D’après leur fonction et le type de production d’énergie, les bactéries importantes pour le sol peuvent se répartir de la façon suivante:
- Les bactéries dégradatrices de glucides décomposent les substances riches en glucides et les transforment en sucres (par exemple la cellulose, l’hémicellulose, les amidons).
- Les bactéries décompositrices de protéines et ammonifiantes dégradent les protéines en acides aminés, en ammoniac et en ammonium.
- Les bactéries nitrifiantes oxydent l’ammonium en nitrite puis en nitrate. On parle alors d’un processus de nitrification.
- Les bactéries dénitrifiantes réduisent les oxydes d’azote en azote élémentaire dans un milieu anaérobie. Il s’agit alors d’un processus de dénitrification (du nitrate au nitrite, puis à l’oxyde nitreux et enfin à l’azote atmosphérique élémentaire).
- Les bactéries fixatrices d’azote fixent l’azote atmosphérique et le transforment en composés N organiques.
- Les bactéries formatrices de méthane utilisent la formation de méthane comme source d’énergie.
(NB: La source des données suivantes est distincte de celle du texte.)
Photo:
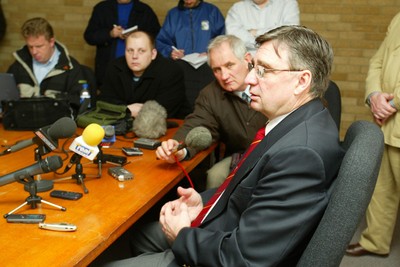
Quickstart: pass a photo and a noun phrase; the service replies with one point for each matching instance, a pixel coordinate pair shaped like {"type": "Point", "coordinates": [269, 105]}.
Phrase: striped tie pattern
{"type": "Point", "coordinates": [199, 219]}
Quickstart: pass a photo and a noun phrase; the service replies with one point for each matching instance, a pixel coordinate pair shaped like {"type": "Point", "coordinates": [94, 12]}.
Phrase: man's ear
{"type": "Point", "coordinates": [249, 60]}
{"type": "Point", "coordinates": [153, 53]}
{"type": "Point", "coordinates": [52, 41]}
{"type": "Point", "coordinates": [304, 82]}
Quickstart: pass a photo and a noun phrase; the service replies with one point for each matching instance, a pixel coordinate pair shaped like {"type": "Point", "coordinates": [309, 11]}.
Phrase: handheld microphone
{"type": "Point", "coordinates": [198, 138]}
{"type": "Point", "coordinates": [109, 136]}
{"type": "Point", "coordinates": [86, 144]}
{"type": "Point", "coordinates": [48, 135]}
{"type": "Point", "coordinates": [49, 164]}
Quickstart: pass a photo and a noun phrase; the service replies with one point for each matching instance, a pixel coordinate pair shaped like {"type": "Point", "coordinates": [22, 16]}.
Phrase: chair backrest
{"type": "Point", "coordinates": [351, 194]}
{"type": "Point", "coordinates": [334, 102]}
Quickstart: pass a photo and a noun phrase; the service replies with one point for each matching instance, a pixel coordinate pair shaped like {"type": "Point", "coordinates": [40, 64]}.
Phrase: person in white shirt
{"type": "Point", "coordinates": [248, 19]}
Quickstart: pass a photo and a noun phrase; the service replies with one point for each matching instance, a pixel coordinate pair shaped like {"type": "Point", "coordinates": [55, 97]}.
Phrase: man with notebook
{"type": "Point", "coordinates": [43, 67]}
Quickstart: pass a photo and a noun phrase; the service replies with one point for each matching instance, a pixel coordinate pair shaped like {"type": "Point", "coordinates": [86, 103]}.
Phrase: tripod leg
{"type": "Point", "coordinates": [54, 205]}
{"type": "Point", "coordinates": [14, 210]}
{"type": "Point", "coordinates": [80, 181]}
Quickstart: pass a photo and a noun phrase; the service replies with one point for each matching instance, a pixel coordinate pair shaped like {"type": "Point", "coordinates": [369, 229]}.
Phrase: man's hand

Seule les archaebactéries (archées) disposent de cette capacité. Ces bactéries sont strictement anaérobies (par exemple dans les sols très compactés).
Champignons
À l’image des animaux et de la plupart des bactéries, les champignons (Fungi) sont hétérotrophes. Ils se nourrissent des substances organiques nutritives de leur environnement qu’ils décomposent le plus souvent en libérant des enzymes, et qu’ils mettent ainsi à leur disposition en les rendant solubles. Le corps végétal de la plupart des champignons est constitué de minces filaments microscopiques (les hyphes), qui forment un mycélium ramifié, et se propagent sur un substrat solide ou à l’intérieur de celui-ci, tels que le sol terrestre, le bois ou un autre tissu organique mort ou vivant (fig. 4). De nombreux champignons ont des fructifications qui ressortent du sol (par exemple les cèpes ou les amanites tue-mouches). Viennent s’y ajouter les champignons unicellulaires à l’image des levures.
- Les champignons saprotrophes poussent sur du matériau organique mort. Le substrat qu’ils colonisent est varié: bois mort ou en décomposition, écorce tombée, litière d’aiguilles, feuilles à terre, parties vertes de plantes en décomposition ou encore fumier. Les champignons saprotrophes décomposent le substrat en extrayant ses éléments nutritifs. La décomposition du matériau mort permet d’une part d’empêcher son accumulation, d’autre part, de mettre à nouveau à disposition d’autres organismes vivants les substances extraites par les champignons. Les champignons de la pourriture blanche sont des champignons lignivores, capables de décomposer de la lignine difficile à dégrader. À la fin, il ne reste plus que des fibres blanches de cellulose. Les champignons de la pourriture brune sont au contraire incapables de décomposer la lignine. Celle-ci perdure ainsi finalement sous la forme d’une structure brune en dés.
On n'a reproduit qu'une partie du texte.